Mack's Minute February 15, 2020

This past Sunday we looked at Matthew 5:13-20, the well known passage on salt and light. I want to take a closer look on what Jesus says about being the light of the world. Jesus reminds his disciples that when they light a lamp, they don’t cover it with a bushel, they put it on a nightstand so that it can illuminate the room. As modern readers who can illuminate a whole room with the flip of a switch, we sometimes forget the importance of light. With our apparent control over light, we don’t have to rely on where the sun is. This makes it hard to imagine what life was like when all people had at night was a small lamp or candle. And this one small light would light up the entire room. Jesus tells us that we are light; each one of us is a lamp. When we let our light shine, we can collectively light up the whole world.
                                                                                                                      
Yet, when our lights are covered by a bushel (covered, not snuffed out), they cease to be useful. What are things that may be a bushel in your life, that keeps your light from shining? Dr. Amy Oden, professor of early church history and spirituality, gives several suggestions of what bushels may be covering a congregation’s light. She writes,
 
Maybe the bushel is an inferiority complex, a lack of confidence that comes from chronically comparing ourselves to the big church across town or to the good, old days when our church was full of children and youth. The inferiority bushel blocks out God’s light.

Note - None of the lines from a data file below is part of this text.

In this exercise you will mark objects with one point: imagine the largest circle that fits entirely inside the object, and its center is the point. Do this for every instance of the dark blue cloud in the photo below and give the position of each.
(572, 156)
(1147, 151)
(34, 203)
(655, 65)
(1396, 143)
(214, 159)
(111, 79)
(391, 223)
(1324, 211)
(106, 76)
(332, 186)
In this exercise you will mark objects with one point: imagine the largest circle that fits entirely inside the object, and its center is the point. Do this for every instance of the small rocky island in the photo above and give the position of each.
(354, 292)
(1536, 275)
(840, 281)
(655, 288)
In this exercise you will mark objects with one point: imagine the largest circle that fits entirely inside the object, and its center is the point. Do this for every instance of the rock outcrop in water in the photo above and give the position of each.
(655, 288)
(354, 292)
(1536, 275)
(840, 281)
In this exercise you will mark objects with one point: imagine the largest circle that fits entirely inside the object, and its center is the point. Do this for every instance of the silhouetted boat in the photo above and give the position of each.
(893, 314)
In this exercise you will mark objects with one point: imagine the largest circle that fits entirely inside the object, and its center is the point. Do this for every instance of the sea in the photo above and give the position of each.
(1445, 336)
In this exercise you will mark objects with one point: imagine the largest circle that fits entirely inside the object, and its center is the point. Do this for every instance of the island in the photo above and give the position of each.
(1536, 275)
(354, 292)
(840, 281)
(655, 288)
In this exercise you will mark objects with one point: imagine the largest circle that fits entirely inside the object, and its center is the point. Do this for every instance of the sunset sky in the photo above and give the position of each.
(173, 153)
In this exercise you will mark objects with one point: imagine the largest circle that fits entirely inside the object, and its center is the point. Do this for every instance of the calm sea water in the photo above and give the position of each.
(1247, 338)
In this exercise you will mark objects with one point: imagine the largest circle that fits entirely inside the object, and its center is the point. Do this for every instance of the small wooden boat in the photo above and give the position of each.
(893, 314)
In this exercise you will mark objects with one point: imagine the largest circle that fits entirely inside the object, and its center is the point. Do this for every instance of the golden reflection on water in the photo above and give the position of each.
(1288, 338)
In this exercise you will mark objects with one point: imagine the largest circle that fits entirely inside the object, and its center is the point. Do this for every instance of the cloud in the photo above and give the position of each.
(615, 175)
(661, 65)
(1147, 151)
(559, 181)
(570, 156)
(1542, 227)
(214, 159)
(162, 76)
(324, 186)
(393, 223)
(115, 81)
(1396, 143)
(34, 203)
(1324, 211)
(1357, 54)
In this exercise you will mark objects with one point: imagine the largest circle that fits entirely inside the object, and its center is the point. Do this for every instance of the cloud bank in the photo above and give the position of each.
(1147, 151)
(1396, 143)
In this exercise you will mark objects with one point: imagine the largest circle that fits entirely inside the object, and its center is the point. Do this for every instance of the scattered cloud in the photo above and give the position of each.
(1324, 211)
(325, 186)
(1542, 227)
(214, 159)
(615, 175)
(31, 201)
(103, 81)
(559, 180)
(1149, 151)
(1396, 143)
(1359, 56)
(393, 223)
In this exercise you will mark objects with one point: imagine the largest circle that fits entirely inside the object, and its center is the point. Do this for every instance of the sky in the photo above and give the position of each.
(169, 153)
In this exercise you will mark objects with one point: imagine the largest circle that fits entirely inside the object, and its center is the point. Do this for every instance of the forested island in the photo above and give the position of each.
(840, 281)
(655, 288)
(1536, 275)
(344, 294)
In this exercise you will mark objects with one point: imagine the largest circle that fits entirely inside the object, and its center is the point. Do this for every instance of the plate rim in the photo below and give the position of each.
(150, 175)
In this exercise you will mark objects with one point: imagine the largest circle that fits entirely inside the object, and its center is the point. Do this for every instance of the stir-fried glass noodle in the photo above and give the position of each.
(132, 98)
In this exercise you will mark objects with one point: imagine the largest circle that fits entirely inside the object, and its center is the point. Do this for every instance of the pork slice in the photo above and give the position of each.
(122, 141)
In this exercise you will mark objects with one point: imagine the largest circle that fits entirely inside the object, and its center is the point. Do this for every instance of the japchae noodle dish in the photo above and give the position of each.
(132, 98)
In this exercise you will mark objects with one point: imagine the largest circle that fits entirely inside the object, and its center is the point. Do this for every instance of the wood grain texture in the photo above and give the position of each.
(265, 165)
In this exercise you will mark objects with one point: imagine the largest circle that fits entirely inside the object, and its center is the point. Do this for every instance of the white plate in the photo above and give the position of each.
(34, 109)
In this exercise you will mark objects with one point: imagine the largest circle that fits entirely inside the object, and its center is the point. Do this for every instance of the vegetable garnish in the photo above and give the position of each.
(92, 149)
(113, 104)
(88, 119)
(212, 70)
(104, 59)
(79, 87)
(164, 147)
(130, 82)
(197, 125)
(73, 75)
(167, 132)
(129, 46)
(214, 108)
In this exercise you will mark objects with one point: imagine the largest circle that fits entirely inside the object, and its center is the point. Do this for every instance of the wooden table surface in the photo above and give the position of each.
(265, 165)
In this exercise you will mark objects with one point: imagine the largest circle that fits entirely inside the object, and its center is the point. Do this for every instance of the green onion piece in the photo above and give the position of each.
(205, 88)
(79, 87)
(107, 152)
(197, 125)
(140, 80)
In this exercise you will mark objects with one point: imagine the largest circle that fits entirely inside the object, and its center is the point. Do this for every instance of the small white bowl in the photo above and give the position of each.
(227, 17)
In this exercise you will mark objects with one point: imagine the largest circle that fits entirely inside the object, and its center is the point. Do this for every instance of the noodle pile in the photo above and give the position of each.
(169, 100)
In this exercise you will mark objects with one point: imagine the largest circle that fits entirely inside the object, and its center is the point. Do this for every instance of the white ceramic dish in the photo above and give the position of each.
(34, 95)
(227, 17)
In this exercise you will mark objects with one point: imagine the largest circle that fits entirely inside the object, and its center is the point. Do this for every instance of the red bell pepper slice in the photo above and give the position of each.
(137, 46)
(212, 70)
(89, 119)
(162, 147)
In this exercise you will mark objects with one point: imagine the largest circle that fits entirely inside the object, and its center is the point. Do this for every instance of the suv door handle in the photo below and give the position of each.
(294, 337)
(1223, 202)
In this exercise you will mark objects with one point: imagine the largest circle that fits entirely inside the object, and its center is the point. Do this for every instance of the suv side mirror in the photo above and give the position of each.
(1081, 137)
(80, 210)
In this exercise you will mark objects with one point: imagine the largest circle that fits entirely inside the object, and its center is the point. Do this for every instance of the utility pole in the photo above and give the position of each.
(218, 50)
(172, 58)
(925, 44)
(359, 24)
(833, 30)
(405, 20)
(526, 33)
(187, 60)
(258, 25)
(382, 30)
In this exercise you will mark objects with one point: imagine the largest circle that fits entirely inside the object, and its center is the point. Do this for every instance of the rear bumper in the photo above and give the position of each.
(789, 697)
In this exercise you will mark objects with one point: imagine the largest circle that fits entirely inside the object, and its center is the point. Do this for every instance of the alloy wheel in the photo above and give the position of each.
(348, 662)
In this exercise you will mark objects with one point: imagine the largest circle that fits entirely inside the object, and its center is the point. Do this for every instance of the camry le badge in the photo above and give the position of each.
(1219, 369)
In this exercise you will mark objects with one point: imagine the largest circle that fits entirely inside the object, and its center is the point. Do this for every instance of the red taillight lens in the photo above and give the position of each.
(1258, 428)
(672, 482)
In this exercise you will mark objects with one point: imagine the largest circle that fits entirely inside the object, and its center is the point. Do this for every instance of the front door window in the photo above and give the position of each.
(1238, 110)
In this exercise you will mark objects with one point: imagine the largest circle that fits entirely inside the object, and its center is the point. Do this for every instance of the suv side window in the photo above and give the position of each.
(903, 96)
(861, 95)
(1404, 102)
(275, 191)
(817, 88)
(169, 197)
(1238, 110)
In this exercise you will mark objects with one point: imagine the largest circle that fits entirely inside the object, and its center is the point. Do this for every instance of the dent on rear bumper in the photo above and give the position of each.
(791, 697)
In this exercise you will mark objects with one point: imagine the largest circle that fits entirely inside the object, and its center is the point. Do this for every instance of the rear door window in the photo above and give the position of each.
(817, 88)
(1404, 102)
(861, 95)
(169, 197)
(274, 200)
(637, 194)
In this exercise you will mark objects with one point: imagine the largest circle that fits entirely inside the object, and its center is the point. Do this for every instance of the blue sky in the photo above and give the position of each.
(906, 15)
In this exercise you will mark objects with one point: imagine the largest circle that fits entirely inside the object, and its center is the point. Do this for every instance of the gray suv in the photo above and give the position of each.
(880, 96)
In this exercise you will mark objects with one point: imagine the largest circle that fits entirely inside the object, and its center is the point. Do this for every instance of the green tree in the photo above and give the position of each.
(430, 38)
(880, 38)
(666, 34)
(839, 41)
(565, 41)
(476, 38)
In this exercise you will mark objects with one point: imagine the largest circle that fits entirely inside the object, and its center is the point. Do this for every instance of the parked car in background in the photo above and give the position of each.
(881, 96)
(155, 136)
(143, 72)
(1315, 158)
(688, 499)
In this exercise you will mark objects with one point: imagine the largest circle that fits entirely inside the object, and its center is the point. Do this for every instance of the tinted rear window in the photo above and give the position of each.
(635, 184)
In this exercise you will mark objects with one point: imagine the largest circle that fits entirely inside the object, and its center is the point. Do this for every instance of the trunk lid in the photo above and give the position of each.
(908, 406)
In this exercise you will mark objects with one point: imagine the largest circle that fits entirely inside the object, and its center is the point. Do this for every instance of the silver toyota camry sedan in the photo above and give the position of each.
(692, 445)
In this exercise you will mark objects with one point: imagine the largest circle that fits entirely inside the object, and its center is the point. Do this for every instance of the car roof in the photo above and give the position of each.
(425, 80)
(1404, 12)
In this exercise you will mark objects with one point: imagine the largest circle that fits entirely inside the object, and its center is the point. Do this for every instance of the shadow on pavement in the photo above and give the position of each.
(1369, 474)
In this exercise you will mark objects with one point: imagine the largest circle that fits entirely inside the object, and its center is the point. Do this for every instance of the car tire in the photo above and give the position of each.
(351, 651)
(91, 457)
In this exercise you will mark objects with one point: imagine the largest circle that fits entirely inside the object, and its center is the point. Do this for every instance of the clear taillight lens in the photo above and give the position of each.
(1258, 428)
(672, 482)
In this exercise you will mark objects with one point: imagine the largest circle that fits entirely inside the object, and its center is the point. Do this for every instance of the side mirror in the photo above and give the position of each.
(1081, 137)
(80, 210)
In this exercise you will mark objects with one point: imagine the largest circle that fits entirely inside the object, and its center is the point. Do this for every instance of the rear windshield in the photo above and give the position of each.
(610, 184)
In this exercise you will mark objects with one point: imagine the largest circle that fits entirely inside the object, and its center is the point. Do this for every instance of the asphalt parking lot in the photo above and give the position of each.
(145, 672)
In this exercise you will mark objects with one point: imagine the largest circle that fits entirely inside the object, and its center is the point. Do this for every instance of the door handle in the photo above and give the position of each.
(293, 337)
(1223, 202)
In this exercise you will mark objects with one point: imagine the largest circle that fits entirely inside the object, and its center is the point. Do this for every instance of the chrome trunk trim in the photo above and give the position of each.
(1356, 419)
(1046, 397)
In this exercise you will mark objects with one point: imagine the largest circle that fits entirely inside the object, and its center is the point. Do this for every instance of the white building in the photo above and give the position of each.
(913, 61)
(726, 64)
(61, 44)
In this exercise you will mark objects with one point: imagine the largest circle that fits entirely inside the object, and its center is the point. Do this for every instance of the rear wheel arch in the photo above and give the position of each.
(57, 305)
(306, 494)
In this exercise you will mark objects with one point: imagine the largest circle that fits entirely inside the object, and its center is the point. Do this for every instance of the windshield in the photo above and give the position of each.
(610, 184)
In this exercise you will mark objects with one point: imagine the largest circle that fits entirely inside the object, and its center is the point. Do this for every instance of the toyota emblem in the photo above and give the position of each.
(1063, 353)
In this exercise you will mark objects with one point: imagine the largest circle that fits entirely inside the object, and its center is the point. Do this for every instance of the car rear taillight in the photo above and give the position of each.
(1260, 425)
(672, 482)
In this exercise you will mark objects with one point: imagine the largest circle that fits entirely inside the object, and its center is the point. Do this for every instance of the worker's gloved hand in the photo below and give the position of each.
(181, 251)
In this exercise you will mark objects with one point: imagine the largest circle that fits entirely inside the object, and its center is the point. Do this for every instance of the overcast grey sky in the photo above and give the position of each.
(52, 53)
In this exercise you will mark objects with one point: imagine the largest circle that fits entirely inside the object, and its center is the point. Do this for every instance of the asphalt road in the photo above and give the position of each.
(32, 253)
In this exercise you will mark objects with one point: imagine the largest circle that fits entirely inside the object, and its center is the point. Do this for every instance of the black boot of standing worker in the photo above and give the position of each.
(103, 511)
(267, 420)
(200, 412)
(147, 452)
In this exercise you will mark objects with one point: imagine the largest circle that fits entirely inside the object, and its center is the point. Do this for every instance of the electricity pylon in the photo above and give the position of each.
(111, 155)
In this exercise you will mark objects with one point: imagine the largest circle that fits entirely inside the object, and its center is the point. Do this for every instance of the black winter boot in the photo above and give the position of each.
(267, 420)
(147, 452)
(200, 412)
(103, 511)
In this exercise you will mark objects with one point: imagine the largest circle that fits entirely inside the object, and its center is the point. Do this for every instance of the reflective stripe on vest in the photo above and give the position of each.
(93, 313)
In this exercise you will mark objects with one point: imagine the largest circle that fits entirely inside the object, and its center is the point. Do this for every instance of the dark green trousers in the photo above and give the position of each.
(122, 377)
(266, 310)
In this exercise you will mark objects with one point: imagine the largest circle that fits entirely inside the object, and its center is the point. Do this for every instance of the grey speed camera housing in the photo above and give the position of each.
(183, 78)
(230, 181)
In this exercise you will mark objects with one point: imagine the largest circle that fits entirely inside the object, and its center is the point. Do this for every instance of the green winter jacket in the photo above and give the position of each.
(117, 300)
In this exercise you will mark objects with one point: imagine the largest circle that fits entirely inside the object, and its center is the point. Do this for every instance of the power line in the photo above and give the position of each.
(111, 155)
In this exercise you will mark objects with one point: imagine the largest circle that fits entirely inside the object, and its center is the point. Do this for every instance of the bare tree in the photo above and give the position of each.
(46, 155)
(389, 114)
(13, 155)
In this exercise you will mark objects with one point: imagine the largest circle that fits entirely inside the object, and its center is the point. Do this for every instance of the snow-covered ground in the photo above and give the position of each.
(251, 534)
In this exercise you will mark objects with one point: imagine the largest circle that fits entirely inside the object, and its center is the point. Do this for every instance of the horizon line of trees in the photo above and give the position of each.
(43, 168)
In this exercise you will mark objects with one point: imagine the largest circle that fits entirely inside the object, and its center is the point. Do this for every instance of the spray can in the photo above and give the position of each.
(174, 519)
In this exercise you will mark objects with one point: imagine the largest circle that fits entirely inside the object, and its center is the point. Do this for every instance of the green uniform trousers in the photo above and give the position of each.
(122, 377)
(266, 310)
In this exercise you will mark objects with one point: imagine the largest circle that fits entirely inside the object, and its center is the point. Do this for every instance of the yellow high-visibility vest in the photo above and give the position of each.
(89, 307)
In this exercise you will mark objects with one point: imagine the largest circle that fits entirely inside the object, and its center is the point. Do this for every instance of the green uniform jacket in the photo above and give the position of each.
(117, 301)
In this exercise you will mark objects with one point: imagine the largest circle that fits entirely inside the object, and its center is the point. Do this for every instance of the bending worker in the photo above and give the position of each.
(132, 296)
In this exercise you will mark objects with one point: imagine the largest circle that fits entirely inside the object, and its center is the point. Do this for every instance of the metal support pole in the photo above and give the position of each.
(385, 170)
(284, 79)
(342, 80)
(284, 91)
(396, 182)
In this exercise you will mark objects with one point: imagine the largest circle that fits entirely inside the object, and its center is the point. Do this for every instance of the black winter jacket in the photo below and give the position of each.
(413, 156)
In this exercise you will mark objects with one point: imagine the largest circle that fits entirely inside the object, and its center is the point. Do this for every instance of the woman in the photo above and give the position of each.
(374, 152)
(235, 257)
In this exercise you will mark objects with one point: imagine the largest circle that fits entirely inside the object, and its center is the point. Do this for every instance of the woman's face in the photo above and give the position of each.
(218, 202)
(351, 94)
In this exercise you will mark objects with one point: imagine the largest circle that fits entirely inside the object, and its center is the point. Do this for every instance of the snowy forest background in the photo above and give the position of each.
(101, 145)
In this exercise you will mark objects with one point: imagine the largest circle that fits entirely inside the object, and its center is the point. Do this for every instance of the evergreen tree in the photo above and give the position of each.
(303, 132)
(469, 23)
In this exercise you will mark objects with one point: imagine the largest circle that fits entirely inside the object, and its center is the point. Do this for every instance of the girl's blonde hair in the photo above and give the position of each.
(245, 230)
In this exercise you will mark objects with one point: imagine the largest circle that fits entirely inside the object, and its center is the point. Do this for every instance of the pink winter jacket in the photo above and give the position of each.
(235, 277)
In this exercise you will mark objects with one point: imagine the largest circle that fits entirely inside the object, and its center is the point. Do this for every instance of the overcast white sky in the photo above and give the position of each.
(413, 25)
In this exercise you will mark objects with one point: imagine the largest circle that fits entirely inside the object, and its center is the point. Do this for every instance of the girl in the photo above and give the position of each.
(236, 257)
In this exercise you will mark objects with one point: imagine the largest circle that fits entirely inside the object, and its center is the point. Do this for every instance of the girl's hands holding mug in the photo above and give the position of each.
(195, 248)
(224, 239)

Or perhaps the bushel is the self-absorption of internal conflicts. While conflict is an expected part of any human organization, when conflict becomes an excuse for unproductive institutional self-absorption, then it is a bushel that prevents our light from shining.

Or perhaps the bushel is the fantasy church in our minds. This sort of bushel is seductive because it seems so positive and feels so good. Such holy longing for an imagined future can indeed fuel us. However, it is equally likely that we indulge in lots of incantational speech without any concrete action or effort in the present. Our church fantasies can leave us unable to build a common life with the real people around us. Magical thinking covers our light.


People of God, we’ve got work to do, individually and collectively. This week, I invite you to take a closer look at your own life and think about what may be a bushel that’s keeping your light from shining.